Here’s Some Frequently Asked Questions About the Cruise Industry in Alaska
Q. How did the loss of the entire 2020 cruise season and greatly reduced 2021 season impact Alaska?
A. Alaska lost $3.3 billion in lost revenues, taxes and jobs, according to the state. Small business revenue statewide fell 12% as compared to pre-COVID and many shut down, often permanently. While the loss of the ships hit Southeast the worst, it impacted the rest of the state.
Q. Has the visitor industry fully recovered from the pandemic?
A. No. Tourism jobs are still lagging. Developing enough capacity to serve more than 1 million cruise visitors after two years of little to no tourism has been a significant challenge for regional businesses according to the Southeast Conference.
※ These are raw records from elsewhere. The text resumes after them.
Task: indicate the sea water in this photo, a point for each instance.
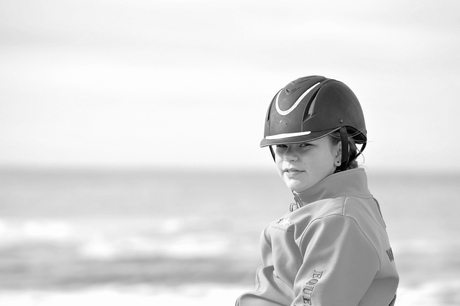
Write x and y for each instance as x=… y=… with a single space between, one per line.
x=157 y=237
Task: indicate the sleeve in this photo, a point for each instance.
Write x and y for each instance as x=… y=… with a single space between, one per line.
x=339 y=263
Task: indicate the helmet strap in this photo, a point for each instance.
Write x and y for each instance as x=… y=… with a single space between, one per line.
x=344 y=140
x=272 y=152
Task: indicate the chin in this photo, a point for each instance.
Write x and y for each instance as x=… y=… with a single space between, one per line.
x=296 y=186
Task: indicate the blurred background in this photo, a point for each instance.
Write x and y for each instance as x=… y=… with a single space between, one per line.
x=130 y=170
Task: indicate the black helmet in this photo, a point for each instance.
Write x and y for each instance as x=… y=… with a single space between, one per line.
x=313 y=107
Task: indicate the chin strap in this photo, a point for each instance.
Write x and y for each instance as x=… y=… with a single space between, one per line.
x=272 y=152
x=298 y=203
x=344 y=139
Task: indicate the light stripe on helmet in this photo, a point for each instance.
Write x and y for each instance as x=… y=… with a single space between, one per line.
x=286 y=112
x=287 y=135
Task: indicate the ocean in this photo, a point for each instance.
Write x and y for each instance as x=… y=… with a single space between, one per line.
x=158 y=236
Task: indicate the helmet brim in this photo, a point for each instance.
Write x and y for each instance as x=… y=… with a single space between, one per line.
x=294 y=138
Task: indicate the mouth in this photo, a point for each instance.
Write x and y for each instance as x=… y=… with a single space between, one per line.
x=292 y=171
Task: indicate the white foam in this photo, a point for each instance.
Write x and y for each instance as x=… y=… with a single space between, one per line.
x=201 y=295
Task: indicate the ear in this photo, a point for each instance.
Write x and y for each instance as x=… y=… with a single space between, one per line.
x=337 y=150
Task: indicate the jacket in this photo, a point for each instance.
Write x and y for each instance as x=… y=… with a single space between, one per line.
x=333 y=250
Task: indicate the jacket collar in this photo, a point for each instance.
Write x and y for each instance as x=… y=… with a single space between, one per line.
x=344 y=183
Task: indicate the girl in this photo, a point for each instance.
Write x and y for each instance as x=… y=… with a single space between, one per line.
x=331 y=248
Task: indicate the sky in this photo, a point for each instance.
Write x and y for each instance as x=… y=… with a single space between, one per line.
x=186 y=84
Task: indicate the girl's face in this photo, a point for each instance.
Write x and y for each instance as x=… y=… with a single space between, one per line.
x=302 y=165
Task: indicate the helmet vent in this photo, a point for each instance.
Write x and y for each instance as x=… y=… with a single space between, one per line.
x=310 y=107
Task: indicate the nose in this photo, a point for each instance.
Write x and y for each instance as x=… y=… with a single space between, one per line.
x=290 y=154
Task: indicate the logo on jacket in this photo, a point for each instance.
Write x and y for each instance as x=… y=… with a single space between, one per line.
x=284 y=222
x=390 y=254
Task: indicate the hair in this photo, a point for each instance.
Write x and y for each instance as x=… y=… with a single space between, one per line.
x=353 y=152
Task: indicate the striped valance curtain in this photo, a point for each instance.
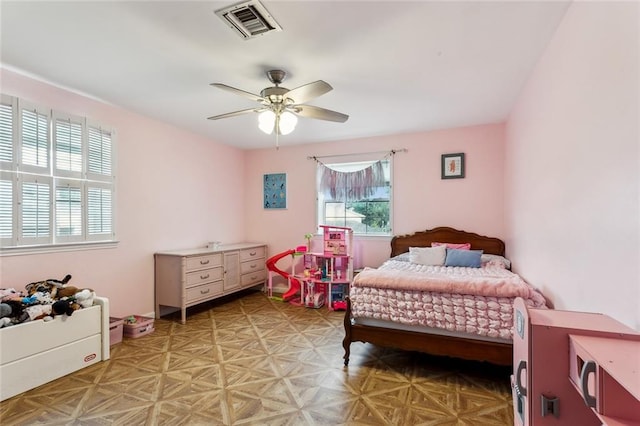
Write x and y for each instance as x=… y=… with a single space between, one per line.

In a typical year Southeast businesses increase their labor force by 8,000 workers in the summer months, relying on long-term relationships to ramp up these employment numbers on an annual basis. In 2022, however, these worker supply chains had been broken and regional employers have been competing in one of the strongest national job markets in the last 50 years.
In June of 2022, tourism jobs were up by 20% over June 2021 as 2,000 more tourism workers flooded back into the region. Despite these significant gains, June jobs remain 3,100 workers below 2019 levels. More here. https://www.seconference.org/wp-content/uploads/2022/09/SE-by-the-numbers-2022-Final.pdf?2070f3&2070f3
Q. How much do cruise lines pay to state and local governments?
A. $121.8 million in taxes and fees. This includes a $34.50 passenger fee that is shared with local ports. Other state revenues include environmental fees, corporate income tax and a casino tax. Many municipalities collect sales tax and property tax, along with bed and vehicle rental taxes.
State Collects Revenue from Visitors in Many Ways
Cruise line payments: $40.2 million
Q. How is the commercial passenger vessel (CPV) excise tax shared with the state and port committee?
A. CPV excise tax revenue is shared with the first seven port communities a ship visits. If a port city is in an organized borough, the city and borough each receive $2.50. Since FY2013, 18 municipalities have shared in $176,192,064 of CPV taxes. In addition to shared CPV revenue, it is not uncommon for the Alaska State Legislature to appropriate additional funds for cruise vessel related grants.
Q. Why can’t we tax cruise passengers to fund state government?
A. The U.S. Constitution, through the Commerce and Tonnage clauses, restricts the use of passenger taxes to services that are directly connected to the passenger and vessel. These restrictions allow residents and goods to flow freely from state to state without onerous local taxation. Imagine what a cross-country trip would cost if you had to pay a new tax every time you crossed a state line. The Tonnage clause restricts the states from imposing taxes on any shipment of cargo without the consent of Congress. Taxing passengers to pay for services available to all citizens is considered restrictive of interstate commerce. In a recent court decision, a federal judge ruled that the per-passenger cruise ship fees levied can only be spent on projects that directly benefit the ships.